Install the Anki AI add-on
- In Anki, open Tools, then Add-ons, then Get Add-ons.
- Enter the code 643253121, click OK, then restart Anki. This is the Anki AI add-on; do not confuse it with other AI add-ons, some of which are locked to the official OpenAI endpoint.
Connect TokenMix
- Open Tools, Add-ons, select Anki AI, and open its config or settings dialog.
- LLM service: choose OpenAI.
- Model Name: enter a TokenMix model id, for example claude-sonnet-4.6.
- OpenAI API Key: paste your sk-tm- key.
- Base URL: enter https://api.tokenmix.ai/v1/chat/completions, the full path, not just /v1.
Check it works
Open a deck, run the add-on on a few cards, and check that it fills the fields you mapped.

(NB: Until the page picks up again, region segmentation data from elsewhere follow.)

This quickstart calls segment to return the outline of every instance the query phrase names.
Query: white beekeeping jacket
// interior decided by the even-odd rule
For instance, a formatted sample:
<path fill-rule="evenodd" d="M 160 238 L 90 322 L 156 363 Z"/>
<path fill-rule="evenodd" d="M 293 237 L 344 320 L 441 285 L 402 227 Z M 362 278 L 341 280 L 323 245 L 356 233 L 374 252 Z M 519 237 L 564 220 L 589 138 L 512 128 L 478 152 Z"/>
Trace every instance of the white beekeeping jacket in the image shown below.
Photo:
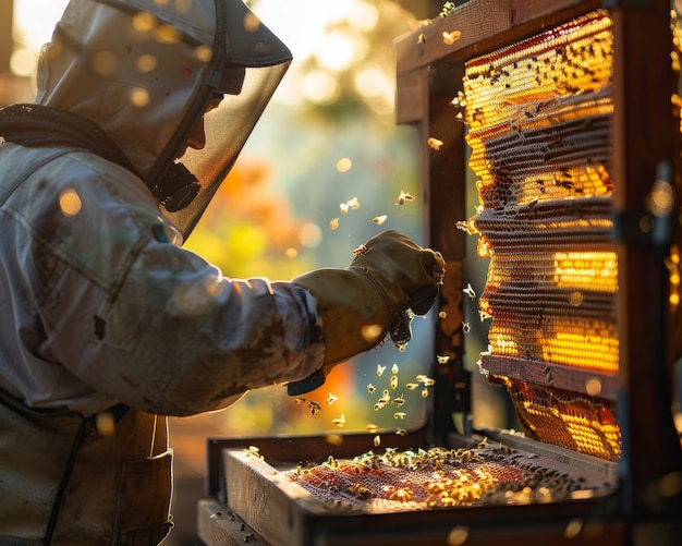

Sensible output means it is connected to TokenMix. You can see the spend in the TokenMix Console.
Common questions
Errors or no output: the Base URL must be the full https://api.tokenmix.ai/v1/chat/completions. A plain /v1 will not work with this add-on.
Which add-on: use Anki AI (code 643253121), which supports a custom Base URL. Some other AI add-ons only accept the official OpenAI endpoint and cannot reach TokenMix.
Which models to pick: for cards and language learning, Claude Sonnet 4.6, DeepSeek V4 Pro and Qwen 3.6 Flash are good starting points.